Certain mistakes come up almost systematically among beginners during this first month, and knowing them ahead of time helps you avoid them. The most common is wanting to jump straight to week 3, trading live from the first days because demo 'gets boring', which skips the essential mechanical validation and exposes you to avoidable execution errors. Another classic mistake is switching setups mid week 2, at the very first failed configuration, when the whole point of that week is to test a single setup with consistency.

The third common mistake touches size: many beginners increase their size as soon as they string together two or three winning trades in week 3, before even reaching the first weekly review. This impatience erases the whole point of a slow progression: two or three winning trades prove nothing statistically, and increasing size on that basis amounts to betting on luck rather than on execution proven over time.

After the first month: what now?

By the end of this structured first month, you have a journal, a first experience with real money, and a review pointing to precise adjustments. The temptation is strong to sharply increase size at this stage, driven by the urge to go faster. That's a classic mistake: one month of data, even good data, remains too small a sample to prove truly reliable execution over time.

The logical next step is to repeat this weekly cycle for several more months, increasing size very gradually, month after month, only when the journal confirms consistent execution over an extended period. This pace can feel slow against the impatience of the start, but it's precisely this deliberate slowness that separates traders who last from beginners who blow up their account trying to accelerate a learning curve that can't be forced.

How Tradoshi helps during your first month

Tradoshi is designed to support exactly this kind of progression, week after week, making every step measurable rather than approximate. The journal automatically captures your trades from week 3 onward, the risk calculator gives you the exact position size for your capital, and the built-in weekly review structures your week 4 without you having to improvise a format.

Tradoshi's progress tracking: visualizing your evolution week after week, from first trade to first review.
Tradoshi's progress tracking: visualizing your evolution week after week, from first trade to first review.

Frequently asked questions

How long should you stay on demo before trading live?

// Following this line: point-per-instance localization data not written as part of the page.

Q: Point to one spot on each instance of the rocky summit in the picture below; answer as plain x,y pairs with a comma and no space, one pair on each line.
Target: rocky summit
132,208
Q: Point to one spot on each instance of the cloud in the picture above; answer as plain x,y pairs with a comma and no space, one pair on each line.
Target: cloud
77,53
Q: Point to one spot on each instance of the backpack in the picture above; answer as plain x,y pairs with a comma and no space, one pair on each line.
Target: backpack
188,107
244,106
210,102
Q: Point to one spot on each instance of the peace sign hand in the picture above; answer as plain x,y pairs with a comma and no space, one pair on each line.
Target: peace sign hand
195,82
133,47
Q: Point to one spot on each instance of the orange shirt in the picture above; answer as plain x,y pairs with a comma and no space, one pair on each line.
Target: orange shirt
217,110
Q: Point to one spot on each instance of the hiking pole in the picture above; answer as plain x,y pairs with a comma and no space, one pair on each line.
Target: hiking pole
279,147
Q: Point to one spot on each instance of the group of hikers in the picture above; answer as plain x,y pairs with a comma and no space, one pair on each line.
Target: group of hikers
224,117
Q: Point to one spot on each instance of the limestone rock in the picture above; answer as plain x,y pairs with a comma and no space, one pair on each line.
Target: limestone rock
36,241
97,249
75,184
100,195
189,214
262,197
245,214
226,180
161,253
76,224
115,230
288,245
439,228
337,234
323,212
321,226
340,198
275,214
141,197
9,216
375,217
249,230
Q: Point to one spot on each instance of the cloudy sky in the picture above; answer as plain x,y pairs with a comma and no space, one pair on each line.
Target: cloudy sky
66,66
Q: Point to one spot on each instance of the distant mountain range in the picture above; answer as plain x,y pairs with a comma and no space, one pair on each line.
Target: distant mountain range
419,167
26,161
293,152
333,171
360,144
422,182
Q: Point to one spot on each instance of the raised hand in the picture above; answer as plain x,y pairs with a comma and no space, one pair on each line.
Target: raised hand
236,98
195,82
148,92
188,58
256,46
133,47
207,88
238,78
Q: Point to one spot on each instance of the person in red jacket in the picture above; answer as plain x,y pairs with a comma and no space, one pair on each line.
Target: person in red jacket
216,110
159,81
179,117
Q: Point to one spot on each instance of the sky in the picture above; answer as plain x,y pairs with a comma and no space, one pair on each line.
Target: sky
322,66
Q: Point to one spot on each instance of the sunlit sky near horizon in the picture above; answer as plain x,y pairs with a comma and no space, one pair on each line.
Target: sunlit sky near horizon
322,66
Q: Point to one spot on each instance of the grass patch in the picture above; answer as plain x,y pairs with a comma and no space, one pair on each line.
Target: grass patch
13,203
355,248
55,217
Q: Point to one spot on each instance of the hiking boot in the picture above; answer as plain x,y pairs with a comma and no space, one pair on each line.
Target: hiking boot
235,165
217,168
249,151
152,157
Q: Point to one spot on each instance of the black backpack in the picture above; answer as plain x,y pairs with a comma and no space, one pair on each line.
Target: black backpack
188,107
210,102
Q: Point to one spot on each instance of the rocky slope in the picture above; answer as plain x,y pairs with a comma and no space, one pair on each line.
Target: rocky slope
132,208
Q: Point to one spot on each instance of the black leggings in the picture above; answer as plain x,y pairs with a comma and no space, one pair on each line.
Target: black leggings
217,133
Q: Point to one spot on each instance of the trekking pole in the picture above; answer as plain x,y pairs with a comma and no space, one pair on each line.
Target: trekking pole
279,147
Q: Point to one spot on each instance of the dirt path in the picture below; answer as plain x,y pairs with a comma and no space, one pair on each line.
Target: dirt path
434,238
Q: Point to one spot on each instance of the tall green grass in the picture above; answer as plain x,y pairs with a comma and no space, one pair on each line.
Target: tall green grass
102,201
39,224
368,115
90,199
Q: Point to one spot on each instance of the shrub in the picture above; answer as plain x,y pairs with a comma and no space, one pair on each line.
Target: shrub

There's no universal duration, but the goal of demo is to validate the mechanics of the platform and your orders, not to 'practice' indefinitely. A dedicated, focused week is usually enough for this validation before moving to paper trading and then to live trading at minimum size.

What exactly is paper trading?

Paper trading means simulating trades, logging what you would have done and the result, without actually executing an order. It's an intermediate step between demo (which validates the mechanics) and live trading (which tests your psychology), useful for verifying you identify your setup consistently.

How do you calculate a minimum position size?

Start from the euro risk you accept per trade (for example 1% of a 1,000 euro account, so 10 euros), then divide that amount by the distance in points between your entry and your stop loss. Position size always flows from this calculation, never from an arbitrary choice.

Why trade live if the size is minimal?

Because even minimum size exposes you to psychological pressure demo doesn't reproduce. This week acts as a stress test: if your discipline deviates with a minimal stake, it will deviate more with a bigger one, essential information before increasing size.

What should a first weekly review contain?

A reread of your whole week of trades, not trade by trade: did you respect your plan most of the time, did your setup prove reliable, did your emotional state noticeably influence certain decisions. This review leads to concrete adjustments for the following week.

Can you increase size as early as the second month?

Only if the journal confirms consistent execution over an extended period, not based on a single good month. One month of data remains too small a sample to prove reliable execution over time, and increasing too fast is the most common mistake among impatient beginners.